I came to work and while making rounds, a pt, 75, who was 5 days post-op from a pacer install told me that 24 hours earlier that he had been given a wrong med, Ditropan XL 5mg p.o., which was another residents RX. He also told me about how the aide tried to talk him into letting her stick her finger down his mouth to induce vomiting!

I had heard about this, so i knew that it had happened. When I checked, there was nothing charted...nothing! I charted..by hand, what the pt told me and that I could not find any documentation anywhere, so i referred it to the RN in charge on a.m.'s. She left me a voice mail saying that I should not have written any of what I was told. When I came to work last night, the RN had torn my charting out completely and re-created the top of tyhe chart, with two entries by other staff, forging their writing and signatures. Trouble is...I had made copies of my charting and when you compare them, it is obvious what she has done.

Sooo, what would you all do??

Thanks!

Greg

Specializes in ICU, M/S,Nurse Supervisor, CNS.

:eek:

Wow, the lengths that some go through to CYA. I would go over her head to the unit manager or ADON, which ever is the next notch at your facility. That is just horrible and the nurse that destroyed and then rewrote those notes needs to be disciplined. I hope everything works out.

How scary how much of your other charting gets thrown away? First of all only chart facts about your patients condition, don't cut your peers in patient charts. Take your copied documentation, and the present chart to the next higher up from your charge nurse and let administration handle the problem.

Makes you wonder how many times this has happened and you never heard about it, doesn't it?

This is the sort of thing that the BON would take disciplinary action for.

Specializes in 5 yrs OR, ASU Pre-Op 2 yr. ER.

Saw this happen once before, soon as the inquiring nurse went to the nurse manager about the chart-altering nurse, she immediately called human resouces and the alterer was fired on the spot. Why? She'd had fudge 3 sets of Q4 vitals on her 5 patients, stating she "didn't have the time to get them". How did they find this out? Three of these patients were keeping track of their vitals on paper so that their family would know how things were going without asking the nurse to look it up, and they had 3 blank spots, and asked the relief nurse what was going on, since no one had done vitals "for awhile". Asked the other patients, one said they hadn't either, the other one has dementia and could not remember.

Now what if someone had a high fever? Or tachycardia. Or outrageous low or high BP? No one would have KNOWN!!!

Oh yeah, it happens. I remember an RN in LTC 'prerecording' all her VS...I always wondered what they would do if someone died and VS on them. And yes, the DON and owner of the facility knew.

Specializes in 5 yrs OR, ASU Pre-Op 2 yr. ER.

Makes them just as guilty:nono:

What a shame

Did anyone let the MD know his/her pt received the wrong med????
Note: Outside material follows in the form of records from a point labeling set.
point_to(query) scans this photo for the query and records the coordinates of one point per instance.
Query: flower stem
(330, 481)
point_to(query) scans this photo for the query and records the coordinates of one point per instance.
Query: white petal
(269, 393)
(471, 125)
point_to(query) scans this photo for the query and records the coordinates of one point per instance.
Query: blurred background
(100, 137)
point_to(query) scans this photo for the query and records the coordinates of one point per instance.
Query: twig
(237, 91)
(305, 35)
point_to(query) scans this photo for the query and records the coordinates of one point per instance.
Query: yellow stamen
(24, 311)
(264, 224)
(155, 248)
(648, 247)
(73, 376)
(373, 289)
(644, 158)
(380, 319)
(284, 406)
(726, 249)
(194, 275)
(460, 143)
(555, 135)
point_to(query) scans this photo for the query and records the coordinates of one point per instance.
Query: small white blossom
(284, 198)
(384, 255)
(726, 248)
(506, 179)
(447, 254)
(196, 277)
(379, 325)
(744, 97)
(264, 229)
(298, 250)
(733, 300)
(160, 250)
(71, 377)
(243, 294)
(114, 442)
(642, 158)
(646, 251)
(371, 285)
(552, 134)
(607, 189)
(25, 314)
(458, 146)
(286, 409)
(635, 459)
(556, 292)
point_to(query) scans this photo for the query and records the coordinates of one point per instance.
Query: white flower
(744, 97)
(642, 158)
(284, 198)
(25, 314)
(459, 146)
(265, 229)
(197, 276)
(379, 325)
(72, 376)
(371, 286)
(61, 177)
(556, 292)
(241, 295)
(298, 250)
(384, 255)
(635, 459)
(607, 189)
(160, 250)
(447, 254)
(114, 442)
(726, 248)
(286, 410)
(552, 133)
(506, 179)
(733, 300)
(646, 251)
Go right to the BON, forget management, and find yourself an better position. This is extremely dysfunctional, xtreme!

Never mind the felony of destroying/changing a medical record, someone could be killed! Med errors happen- This wasnt a big deal in the scope of errors, so why is everyone trying to go underground???? Not good

I went to Admin this a.m., haven't been to sleep yet! I also contacted the BON and one of their investigators, we'll see where it goes from here. Now, I fear some type of retribution once she finds out! I REALLY appreciate all of your insights! Thanks a lot!

Greg

Specializes in ER.

Excellent job. I would think about moving to another position if your administration does not come down hard and fast on that charge nurse. Expect her to be fired, and if not get out of there.
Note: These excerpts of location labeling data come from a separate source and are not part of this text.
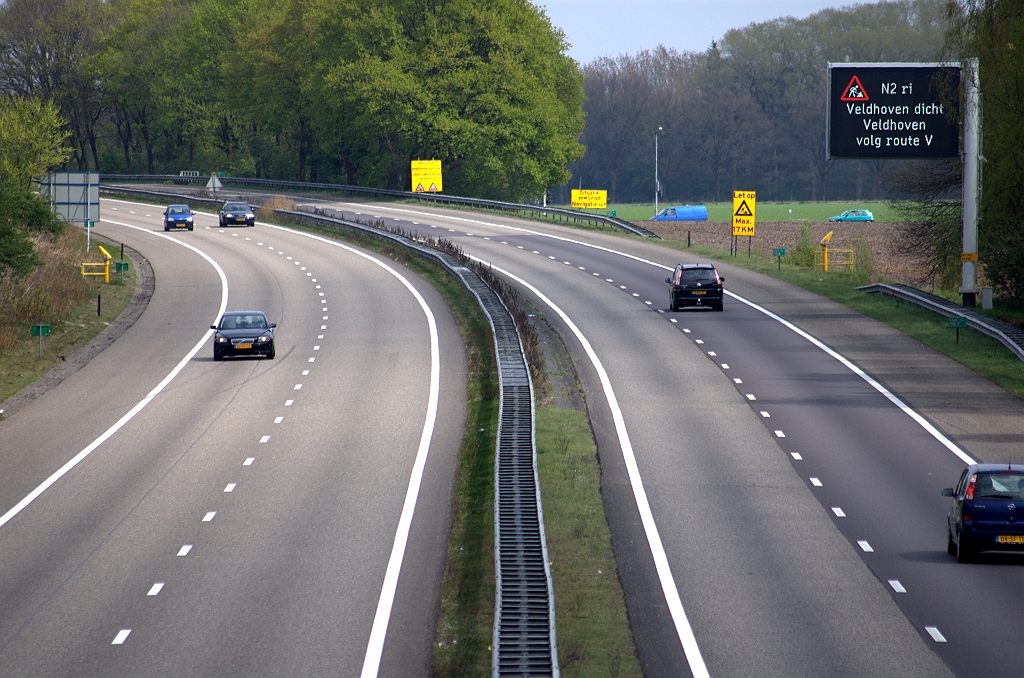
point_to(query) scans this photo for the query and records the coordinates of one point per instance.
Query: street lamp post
(657, 186)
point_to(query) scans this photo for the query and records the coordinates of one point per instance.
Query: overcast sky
(610, 28)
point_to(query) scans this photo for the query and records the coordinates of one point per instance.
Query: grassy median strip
(593, 632)
(976, 351)
(71, 328)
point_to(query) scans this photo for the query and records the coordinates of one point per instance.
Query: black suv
(695, 285)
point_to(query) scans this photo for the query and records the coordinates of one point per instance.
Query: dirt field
(881, 238)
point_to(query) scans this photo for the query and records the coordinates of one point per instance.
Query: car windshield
(243, 322)
(999, 485)
(687, 274)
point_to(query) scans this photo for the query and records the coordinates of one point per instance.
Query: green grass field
(765, 211)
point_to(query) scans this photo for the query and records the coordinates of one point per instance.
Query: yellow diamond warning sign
(744, 205)
(426, 176)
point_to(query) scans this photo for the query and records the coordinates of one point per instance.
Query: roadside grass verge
(72, 318)
(976, 351)
(593, 632)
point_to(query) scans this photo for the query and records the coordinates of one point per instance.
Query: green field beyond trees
(765, 211)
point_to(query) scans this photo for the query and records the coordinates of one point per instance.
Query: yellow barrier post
(824, 250)
(87, 266)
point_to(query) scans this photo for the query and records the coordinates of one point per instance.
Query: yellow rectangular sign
(590, 199)
(427, 176)
(744, 205)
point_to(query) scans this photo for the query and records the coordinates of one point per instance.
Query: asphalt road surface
(246, 517)
(772, 473)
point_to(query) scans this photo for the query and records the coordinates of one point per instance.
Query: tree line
(749, 113)
(326, 90)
At our hospital, we've been instructed not to chart about med errors or falls, etc. on the patient's chart, but instead to fill out an incident report and not to refer to the incident report anywhere in our charting. I agree that the charting you did should not have been altered by anyone else, but I can understand why you couldn't find it in the previous charting.

Specializes in Critical Care.

I don't even want to touch this one!